3. **Install DeepBrief in editable mode**

```bash
uv pip install -e .
```

## 🔧 Environment Setup

DeepBrief automatically loads `.env` at startup. Create one at the project root:

```
OPENAI_API_KEY="your-key"
OPENAI_API_MODEL="gpt-5-mini"
OPENAI_API_BASE_URL="https://api.openai.com/v1"
ELEVENLABS_API_KEY="your-key"

STORAGE_BINDING_NAME="bucketstore"
MINIO_ENDPOINT=http://localhost:9000
MINIO_ACCESS_KEY=miniokey
MINIO_SECRET_KEY=miniosecret

DOCLING_PICTURE_API_KEY="your-key"
TAVILY_API_KEY="your-key"
```

## 🔌 System Requirements

- **FFmpeg** for audio tooling

```bash
brew install ffmpeg
```

- **Dapr CLI** (DeepBrief relies on Dapr Workflow Runtime)

```bash
brew install dapr/tap/dapr-cli
dapr init
```

Verify the setup:

```bash
dapr -v
docker ps
```

## 🧩 Srarting DeepBrief Workflow Server (Dapr + uv)

DeepBrief runs as a packaged module. To run the local `FastAPI` + `Dapr workflows` you should always launch it under Dapr so the workflow runtime can coordinate activities.

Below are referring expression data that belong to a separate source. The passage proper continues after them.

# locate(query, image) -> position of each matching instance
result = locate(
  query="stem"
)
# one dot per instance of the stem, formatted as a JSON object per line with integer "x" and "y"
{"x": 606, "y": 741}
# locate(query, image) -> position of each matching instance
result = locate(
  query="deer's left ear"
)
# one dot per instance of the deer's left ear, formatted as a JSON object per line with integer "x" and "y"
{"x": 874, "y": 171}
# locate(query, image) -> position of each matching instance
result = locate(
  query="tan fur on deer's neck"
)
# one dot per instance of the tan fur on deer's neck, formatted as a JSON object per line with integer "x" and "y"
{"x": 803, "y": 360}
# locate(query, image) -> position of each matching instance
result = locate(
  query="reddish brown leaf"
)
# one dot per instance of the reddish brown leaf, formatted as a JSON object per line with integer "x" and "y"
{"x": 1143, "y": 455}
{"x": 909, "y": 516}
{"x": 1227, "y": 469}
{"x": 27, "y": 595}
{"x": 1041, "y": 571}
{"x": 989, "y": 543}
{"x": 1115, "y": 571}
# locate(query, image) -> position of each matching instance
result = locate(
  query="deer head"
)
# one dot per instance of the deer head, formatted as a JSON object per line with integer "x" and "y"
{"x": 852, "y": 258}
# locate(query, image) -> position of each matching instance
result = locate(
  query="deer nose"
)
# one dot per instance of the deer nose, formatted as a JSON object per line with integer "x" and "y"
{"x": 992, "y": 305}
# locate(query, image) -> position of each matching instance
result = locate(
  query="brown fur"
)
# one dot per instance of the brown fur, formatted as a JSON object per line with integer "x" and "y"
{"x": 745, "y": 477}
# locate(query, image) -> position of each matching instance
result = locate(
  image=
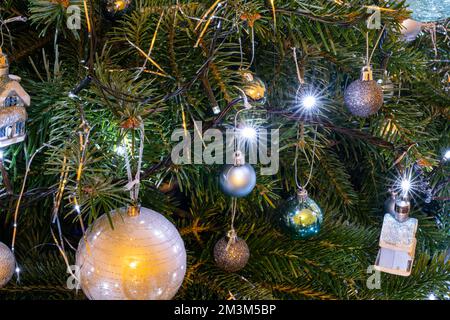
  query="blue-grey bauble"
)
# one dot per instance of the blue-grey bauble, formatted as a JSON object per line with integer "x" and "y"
{"x": 237, "y": 181}
{"x": 363, "y": 97}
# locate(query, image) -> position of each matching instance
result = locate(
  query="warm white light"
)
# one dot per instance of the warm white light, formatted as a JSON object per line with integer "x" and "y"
{"x": 248, "y": 133}
{"x": 431, "y": 296}
{"x": 405, "y": 185}
{"x": 121, "y": 151}
{"x": 309, "y": 102}
{"x": 446, "y": 155}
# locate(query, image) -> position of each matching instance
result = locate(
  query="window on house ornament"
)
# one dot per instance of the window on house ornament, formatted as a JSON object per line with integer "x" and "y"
{"x": 11, "y": 101}
{"x": 19, "y": 127}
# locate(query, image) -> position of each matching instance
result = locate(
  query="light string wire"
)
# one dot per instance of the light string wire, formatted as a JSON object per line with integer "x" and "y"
{"x": 4, "y": 23}
{"x": 297, "y": 67}
{"x": 369, "y": 56}
{"x": 134, "y": 183}
{"x": 19, "y": 200}
{"x": 300, "y": 136}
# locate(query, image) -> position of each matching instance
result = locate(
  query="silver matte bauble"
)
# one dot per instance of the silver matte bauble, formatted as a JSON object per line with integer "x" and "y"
{"x": 7, "y": 264}
{"x": 387, "y": 86}
{"x": 364, "y": 97}
{"x": 142, "y": 258}
{"x": 237, "y": 180}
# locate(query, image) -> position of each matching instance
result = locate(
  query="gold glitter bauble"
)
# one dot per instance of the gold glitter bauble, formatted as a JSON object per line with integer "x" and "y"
{"x": 7, "y": 264}
{"x": 117, "y": 5}
{"x": 254, "y": 87}
{"x": 364, "y": 97}
{"x": 142, "y": 258}
{"x": 233, "y": 255}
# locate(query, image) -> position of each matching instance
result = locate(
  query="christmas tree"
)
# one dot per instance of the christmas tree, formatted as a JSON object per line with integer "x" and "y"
{"x": 287, "y": 146}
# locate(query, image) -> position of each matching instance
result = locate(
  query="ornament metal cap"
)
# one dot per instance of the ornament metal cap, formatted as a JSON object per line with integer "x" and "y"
{"x": 402, "y": 209}
{"x": 302, "y": 194}
{"x": 134, "y": 210}
{"x": 366, "y": 73}
{"x": 239, "y": 159}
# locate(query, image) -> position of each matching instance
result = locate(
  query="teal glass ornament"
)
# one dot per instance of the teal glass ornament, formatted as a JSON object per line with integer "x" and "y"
{"x": 429, "y": 10}
{"x": 301, "y": 217}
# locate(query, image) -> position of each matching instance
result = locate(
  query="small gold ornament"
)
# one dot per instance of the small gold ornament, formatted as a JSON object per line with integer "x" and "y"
{"x": 254, "y": 87}
{"x": 231, "y": 253}
{"x": 364, "y": 97}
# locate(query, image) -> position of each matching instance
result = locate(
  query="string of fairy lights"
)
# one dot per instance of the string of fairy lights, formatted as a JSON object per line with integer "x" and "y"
{"x": 302, "y": 219}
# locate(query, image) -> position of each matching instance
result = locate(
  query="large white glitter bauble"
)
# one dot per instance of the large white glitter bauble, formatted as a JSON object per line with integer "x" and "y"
{"x": 7, "y": 264}
{"x": 142, "y": 258}
{"x": 410, "y": 29}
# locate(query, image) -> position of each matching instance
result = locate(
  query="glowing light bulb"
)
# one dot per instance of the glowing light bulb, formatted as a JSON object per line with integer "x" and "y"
{"x": 309, "y": 102}
{"x": 446, "y": 155}
{"x": 249, "y": 133}
{"x": 238, "y": 178}
{"x": 405, "y": 185}
{"x": 121, "y": 151}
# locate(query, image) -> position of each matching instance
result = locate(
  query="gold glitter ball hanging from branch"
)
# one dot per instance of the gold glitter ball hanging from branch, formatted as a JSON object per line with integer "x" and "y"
{"x": 113, "y": 6}
{"x": 254, "y": 87}
{"x": 231, "y": 255}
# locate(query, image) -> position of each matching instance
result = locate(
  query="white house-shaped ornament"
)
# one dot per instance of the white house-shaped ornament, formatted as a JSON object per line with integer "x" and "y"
{"x": 13, "y": 101}
{"x": 397, "y": 241}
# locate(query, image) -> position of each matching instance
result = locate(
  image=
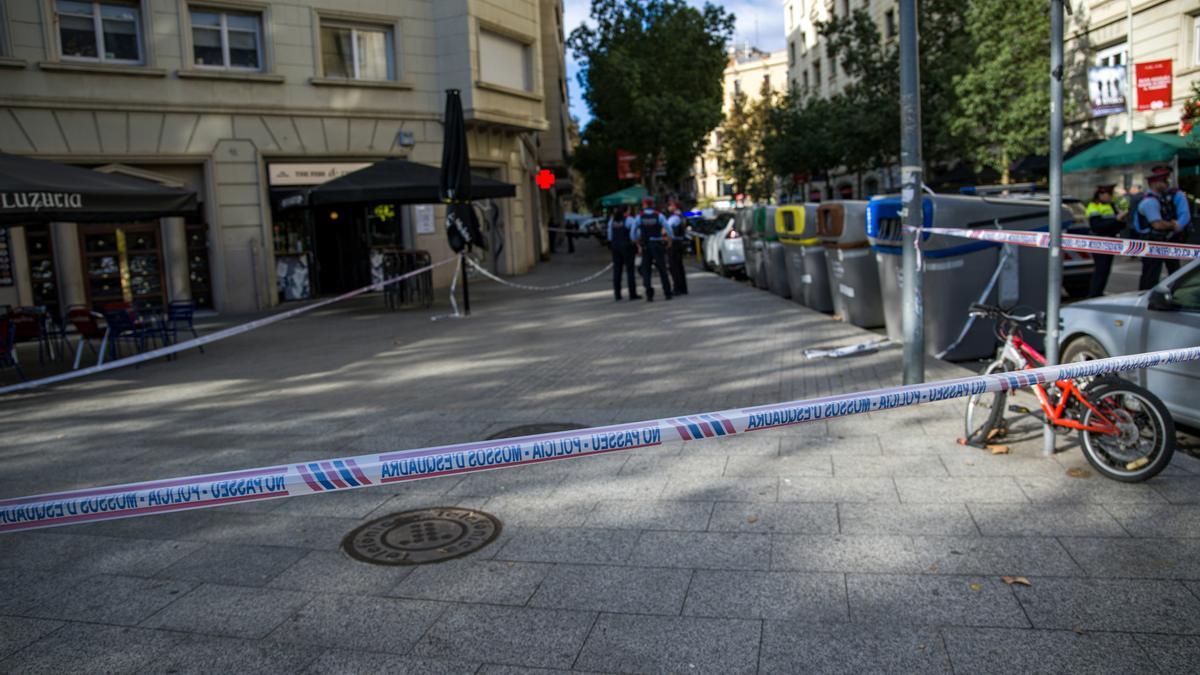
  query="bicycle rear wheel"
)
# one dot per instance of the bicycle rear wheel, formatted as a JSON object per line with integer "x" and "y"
{"x": 1145, "y": 438}
{"x": 985, "y": 412}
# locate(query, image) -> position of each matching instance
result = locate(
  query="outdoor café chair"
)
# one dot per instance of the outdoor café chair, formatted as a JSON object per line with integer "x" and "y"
{"x": 87, "y": 324}
{"x": 9, "y": 346}
{"x": 125, "y": 326}
{"x": 179, "y": 315}
{"x": 30, "y": 324}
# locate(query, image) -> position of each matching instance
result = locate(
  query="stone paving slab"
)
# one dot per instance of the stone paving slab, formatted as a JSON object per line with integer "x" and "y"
{"x": 864, "y": 544}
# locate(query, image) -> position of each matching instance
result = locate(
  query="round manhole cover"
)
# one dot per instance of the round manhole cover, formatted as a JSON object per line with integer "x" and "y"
{"x": 417, "y": 537}
{"x": 534, "y": 429}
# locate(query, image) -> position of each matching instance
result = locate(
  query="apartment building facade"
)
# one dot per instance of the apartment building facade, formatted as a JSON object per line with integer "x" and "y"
{"x": 246, "y": 101}
{"x": 749, "y": 72}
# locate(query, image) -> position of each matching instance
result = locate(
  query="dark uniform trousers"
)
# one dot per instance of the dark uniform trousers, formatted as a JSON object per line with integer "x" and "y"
{"x": 623, "y": 256}
{"x": 654, "y": 252}
{"x": 678, "y": 274}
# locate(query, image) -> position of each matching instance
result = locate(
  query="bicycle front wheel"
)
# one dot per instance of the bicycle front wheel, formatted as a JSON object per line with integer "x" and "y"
{"x": 985, "y": 412}
{"x": 1145, "y": 438}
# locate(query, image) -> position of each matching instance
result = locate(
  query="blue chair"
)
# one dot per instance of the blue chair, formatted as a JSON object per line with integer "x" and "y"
{"x": 179, "y": 316}
{"x": 9, "y": 347}
{"x": 124, "y": 326}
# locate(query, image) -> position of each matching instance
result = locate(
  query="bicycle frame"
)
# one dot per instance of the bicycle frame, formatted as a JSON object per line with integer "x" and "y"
{"x": 1021, "y": 353}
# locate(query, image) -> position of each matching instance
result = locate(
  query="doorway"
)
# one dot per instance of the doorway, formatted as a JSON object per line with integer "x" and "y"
{"x": 341, "y": 251}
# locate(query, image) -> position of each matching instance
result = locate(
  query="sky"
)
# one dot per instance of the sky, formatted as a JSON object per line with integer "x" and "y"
{"x": 759, "y": 23}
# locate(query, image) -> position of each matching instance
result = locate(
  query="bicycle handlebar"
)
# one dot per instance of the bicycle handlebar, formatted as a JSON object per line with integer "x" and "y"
{"x": 993, "y": 311}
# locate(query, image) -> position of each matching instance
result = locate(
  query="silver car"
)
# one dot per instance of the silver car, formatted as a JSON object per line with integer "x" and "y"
{"x": 1168, "y": 317}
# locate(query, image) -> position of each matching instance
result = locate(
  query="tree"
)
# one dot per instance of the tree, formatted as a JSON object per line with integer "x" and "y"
{"x": 743, "y": 142}
{"x": 1005, "y": 96}
{"x": 651, "y": 72}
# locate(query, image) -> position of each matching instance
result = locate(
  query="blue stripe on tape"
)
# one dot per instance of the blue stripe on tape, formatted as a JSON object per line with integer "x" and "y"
{"x": 204, "y": 491}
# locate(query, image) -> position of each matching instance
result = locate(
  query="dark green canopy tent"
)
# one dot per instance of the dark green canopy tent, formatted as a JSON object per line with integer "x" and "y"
{"x": 1146, "y": 148}
{"x": 630, "y": 196}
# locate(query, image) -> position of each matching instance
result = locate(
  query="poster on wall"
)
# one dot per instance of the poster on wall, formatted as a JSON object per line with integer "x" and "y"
{"x": 1153, "y": 79}
{"x": 5, "y": 258}
{"x": 423, "y": 215}
{"x": 1105, "y": 90}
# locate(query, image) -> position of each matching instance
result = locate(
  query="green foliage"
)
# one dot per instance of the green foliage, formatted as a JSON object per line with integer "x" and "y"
{"x": 651, "y": 72}
{"x": 743, "y": 145}
{"x": 1005, "y": 96}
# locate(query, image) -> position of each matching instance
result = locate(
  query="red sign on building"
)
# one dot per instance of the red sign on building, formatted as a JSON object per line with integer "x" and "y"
{"x": 1153, "y": 81}
{"x": 627, "y": 162}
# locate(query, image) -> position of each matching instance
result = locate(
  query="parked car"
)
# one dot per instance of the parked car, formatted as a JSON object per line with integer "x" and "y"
{"x": 1165, "y": 317}
{"x": 723, "y": 246}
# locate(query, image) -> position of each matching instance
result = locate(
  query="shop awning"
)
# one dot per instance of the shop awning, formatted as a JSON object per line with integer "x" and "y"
{"x": 629, "y": 196}
{"x": 41, "y": 191}
{"x": 396, "y": 181}
{"x": 1145, "y": 148}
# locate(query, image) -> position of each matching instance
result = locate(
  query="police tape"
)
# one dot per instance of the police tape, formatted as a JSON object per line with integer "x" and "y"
{"x": 503, "y": 281}
{"x": 214, "y": 336}
{"x": 1081, "y": 243}
{"x": 347, "y": 473}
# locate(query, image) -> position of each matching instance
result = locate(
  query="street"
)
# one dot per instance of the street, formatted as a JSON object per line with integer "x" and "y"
{"x": 861, "y": 544}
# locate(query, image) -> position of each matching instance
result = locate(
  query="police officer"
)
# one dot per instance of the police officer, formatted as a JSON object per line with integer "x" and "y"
{"x": 1163, "y": 215}
{"x": 621, "y": 240}
{"x": 677, "y": 226}
{"x": 1105, "y": 220}
{"x": 653, "y": 238}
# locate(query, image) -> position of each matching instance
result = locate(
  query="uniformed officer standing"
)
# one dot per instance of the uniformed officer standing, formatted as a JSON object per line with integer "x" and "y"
{"x": 1104, "y": 220}
{"x": 653, "y": 238}
{"x": 678, "y": 227}
{"x": 621, "y": 240}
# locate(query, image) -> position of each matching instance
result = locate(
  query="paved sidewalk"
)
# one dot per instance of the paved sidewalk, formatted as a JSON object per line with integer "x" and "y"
{"x": 864, "y": 544}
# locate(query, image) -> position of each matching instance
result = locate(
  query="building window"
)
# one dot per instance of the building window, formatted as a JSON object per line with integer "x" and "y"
{"x": 227, "y": 40}
{"x": 504, "y": 61}
{"x": 109, "y": 33}
{"x": 357, "y": 52}
{"x": 1115, "y": 55}
{"x": 1195, "y": 41}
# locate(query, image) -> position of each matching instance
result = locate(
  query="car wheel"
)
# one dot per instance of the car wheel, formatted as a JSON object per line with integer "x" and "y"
{"x": 1084, "y": 348}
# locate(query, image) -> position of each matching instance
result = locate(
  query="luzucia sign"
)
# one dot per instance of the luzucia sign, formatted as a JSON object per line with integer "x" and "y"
{"x": 39, "y": 201}
{"x": 345, "y": 473}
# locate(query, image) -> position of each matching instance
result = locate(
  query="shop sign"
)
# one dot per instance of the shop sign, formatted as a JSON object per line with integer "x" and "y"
{"x": 310, "y": 173}
{"x": 625, "y": 161}
{"x": 1153, "y": 81}
{"x": 1107, "y": 89}
{"x": 5, "y": 258}
{"x": 423, "y": 216}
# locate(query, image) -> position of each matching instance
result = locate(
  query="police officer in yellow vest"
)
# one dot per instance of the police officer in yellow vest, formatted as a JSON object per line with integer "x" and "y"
{"x": 1104, "y": 220}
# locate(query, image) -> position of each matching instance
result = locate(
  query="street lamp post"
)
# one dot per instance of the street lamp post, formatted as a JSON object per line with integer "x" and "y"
{"x": 1054, "y": 286}
{"x": 911, "y": 180}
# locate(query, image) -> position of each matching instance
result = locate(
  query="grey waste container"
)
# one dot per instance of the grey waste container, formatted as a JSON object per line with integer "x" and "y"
{"x": 853, "y": 274}
{"x": 960, "y": 272}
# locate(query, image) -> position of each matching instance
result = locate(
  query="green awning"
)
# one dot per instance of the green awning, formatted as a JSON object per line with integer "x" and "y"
{"x": 1145, "y": 148}
{"x": 629, "y": 196}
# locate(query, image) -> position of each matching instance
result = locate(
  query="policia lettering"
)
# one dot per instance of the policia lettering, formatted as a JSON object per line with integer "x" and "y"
{"x": 653, "y": 238}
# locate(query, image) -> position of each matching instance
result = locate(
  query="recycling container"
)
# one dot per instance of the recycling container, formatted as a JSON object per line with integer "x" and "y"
{"x": 796, "y": 225}
{"x": 959, "y": 272}
{"x": 853, "y": 274}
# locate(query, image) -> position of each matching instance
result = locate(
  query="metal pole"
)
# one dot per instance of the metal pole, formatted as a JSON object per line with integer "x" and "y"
{"x": 1054, "y": 276}
{"x": 913, "y": 321}
{"x": 1128, "y": 71}
{"x": 466, "y": 290}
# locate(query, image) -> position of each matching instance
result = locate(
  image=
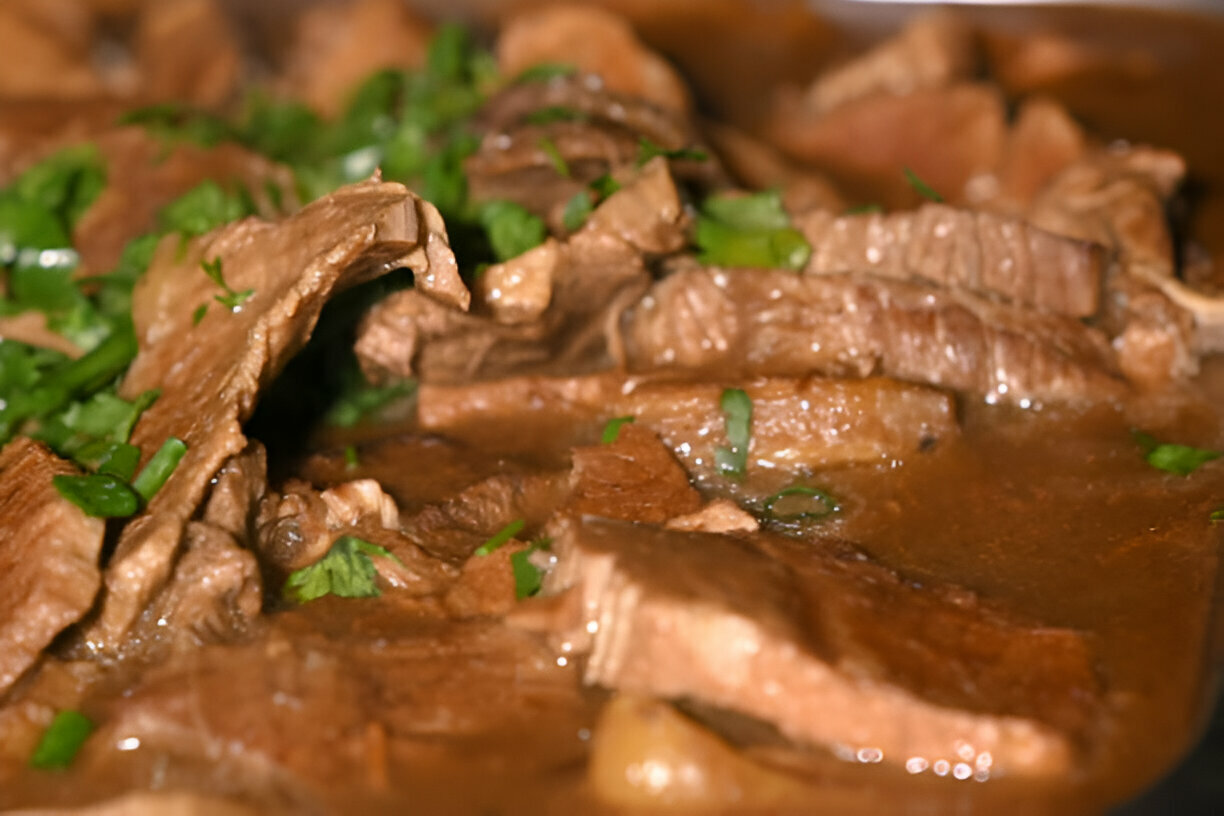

Locally, you can use the existing [dapr.yaml](deploy/local/dapr.yaml):

```yaml
version: 1
common:
  resourcesPath: ./components
  logLevel: info

apps:
  - appId: deepbrief
    appPort: 8080
    appDirPath: .
    command: ["uv", "run", "-m", "deepbrief"]
    maxBodySize: 256Mi
```

Run it the following way:

```bash
dapr run -f deploy/local/dapr.yaml
```

or launch with:

```bash
dapr run \
  --app-id researchpodcast \
  --app-port 8080 \
  --resources-path deploy/local/components \
  --max-body-size 256 \
  -- uv run -m deepbrief
```

## 🚀 API Endpoints

DeepBrief exposes a FastAPI service for workflow control:

| Method | Endpoint                               | Description                                             |
| ------ | -------------------------------------- | ------------------------------------------------------- |
| POST   | `/workflows/research-podcast`          | Start a research-paper → podcast workflow               |
| GET    | `/workflows/{instance_id}`             | Fetch workflow status                                   |
| GET    | `/workflows/{instance_id}/wait`        | Block until a workflow completes                        |
| POST   | `/workflows/{instance_id}/terminate`   | Terminate a workflow instance (optional recursive stop) |

## ⚡️ Triggering Workflow via Client

```bash
uv run python3 deploy/local/test.py start \  --podcast-name "AI Security Voice" \
  --host-name "Roberto Rodriguez" \
  --host-voice "Cyb3rWard0g" \
  --max-rounds 3 \
  --output-directory output \
  --persist-locally \
  --papers-storage-prefix papers \
  --indexes-storage-prefix indexes \
  --transcripts-storage-prefix transcripts \
  --markdowns-storage-prefix markdowns \
  --download-timeout-seconds 120 \
  --search-max-results 2
```

## 📦 Release Process

To publish a new release to PyPI:

1. **Install dev dependencies**

```bash
uv pip install -e ".[dev]"
```

2. **Ensure tests pass**

```bash
uv run pytest tests/
```

3. **Push mainline first, then tag**

```bash
git checkout main
git pull --ff-only
git merge <feature-branch>
git push origin main
```

4. **Tag and push the release**

```bash
git tag -a v0.1.0 -m "Release 0.1.0"
git push origin v0.1.0
git checkout v0.1.0
```

5. **Clean old artifacts**

```bash
rm -rf dist build src/*.egg-info
```

6. **Upgrade build tooling**

```bash
uv pip install --upgrade build twine packaging setuptools wheel setuptools_scm
```

7. **Build and verify**

```bash
uv run python -m build
uv run twine check dist/*
```

8. **Publish to PyPI**

```bash
uv run twine upload dist/*
```

**Notes**

- Twine ≥ 6 and packaging ≥ 24.2 are required for modern metadata support.
- Always build from the release tag (`git checkout vX.Y.Z`) so `setuptools_scm` resolves the exact version. Detached HEAD mode is expected; return to your branch later with `git switch -`.
- CI pipelines should fetch tags (`git fetch --tags --force --prune` and `git fetch --unshallow || true`).